Most of us have at least a passing acquaintance with the book of Job. We know it most as a story of undeserved pain and suffering. And that is certainly the central theme of Job’s life—he is a “blameless and upright” man who through no fault of his ownis forced to endure indescribable torment. What we sometimes forget is his passionate response to his fate and how courageous it is. In his introduction to the book of Job in The Message, Eugene Peterson sums it up like this:
“Job gives voice to his sufferings so well, so accurately and honestly, that anyone who has ever suffered—which includes every last one of us—can recognize his or her personal pain in the voice of Job.

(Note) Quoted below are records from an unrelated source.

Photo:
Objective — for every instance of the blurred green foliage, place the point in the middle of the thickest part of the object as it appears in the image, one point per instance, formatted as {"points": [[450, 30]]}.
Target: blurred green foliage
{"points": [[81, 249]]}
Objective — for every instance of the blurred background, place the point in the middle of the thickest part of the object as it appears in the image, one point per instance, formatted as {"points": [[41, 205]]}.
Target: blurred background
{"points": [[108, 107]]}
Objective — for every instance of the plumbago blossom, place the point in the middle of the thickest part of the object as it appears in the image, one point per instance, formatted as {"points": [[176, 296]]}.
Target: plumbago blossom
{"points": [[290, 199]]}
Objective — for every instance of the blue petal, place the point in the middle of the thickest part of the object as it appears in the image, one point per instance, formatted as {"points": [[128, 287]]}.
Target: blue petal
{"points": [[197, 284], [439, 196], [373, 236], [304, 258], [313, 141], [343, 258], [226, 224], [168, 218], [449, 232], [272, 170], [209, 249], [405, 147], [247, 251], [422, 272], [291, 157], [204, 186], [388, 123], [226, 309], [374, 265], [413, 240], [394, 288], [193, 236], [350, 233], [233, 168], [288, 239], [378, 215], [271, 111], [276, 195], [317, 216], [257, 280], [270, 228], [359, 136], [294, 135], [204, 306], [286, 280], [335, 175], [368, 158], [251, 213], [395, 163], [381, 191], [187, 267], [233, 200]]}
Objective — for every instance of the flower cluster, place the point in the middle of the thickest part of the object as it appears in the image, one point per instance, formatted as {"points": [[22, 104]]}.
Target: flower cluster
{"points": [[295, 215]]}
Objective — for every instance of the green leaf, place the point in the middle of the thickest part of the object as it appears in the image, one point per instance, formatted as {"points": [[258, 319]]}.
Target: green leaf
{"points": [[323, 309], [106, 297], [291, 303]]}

Job says boldly what some of us are too timid to say. He makes poetry out of what in many of us is only a tangle of confused whimpers. He shouts out to God what a lot of us mutter behind our sleeves. He refuses to accept the role of defeated victim.”
During the month of November, we will be spending some time looking at Job’s story in our worship services. As we do, we will confront with him some central questions that we all struggle with, beginning with “Why do bad things sometimes happen to good people?” and “Why does our loving God allow this to happen?” and “Is it ever acceptable to be angry with God?” Beyond that, we will learn how to be good friends and companions with those who are suffering by looking at the negative example of Job’s friends, who show us how not to be helpful!
I hope you will join us for this series, regardless of where you are presently in your journey in life. For as Eugene Peterson says, there are inevitably times in all of our lives when Job’s story becomes our story. We all have much to learn from this man and what he experienced in his time of suffering.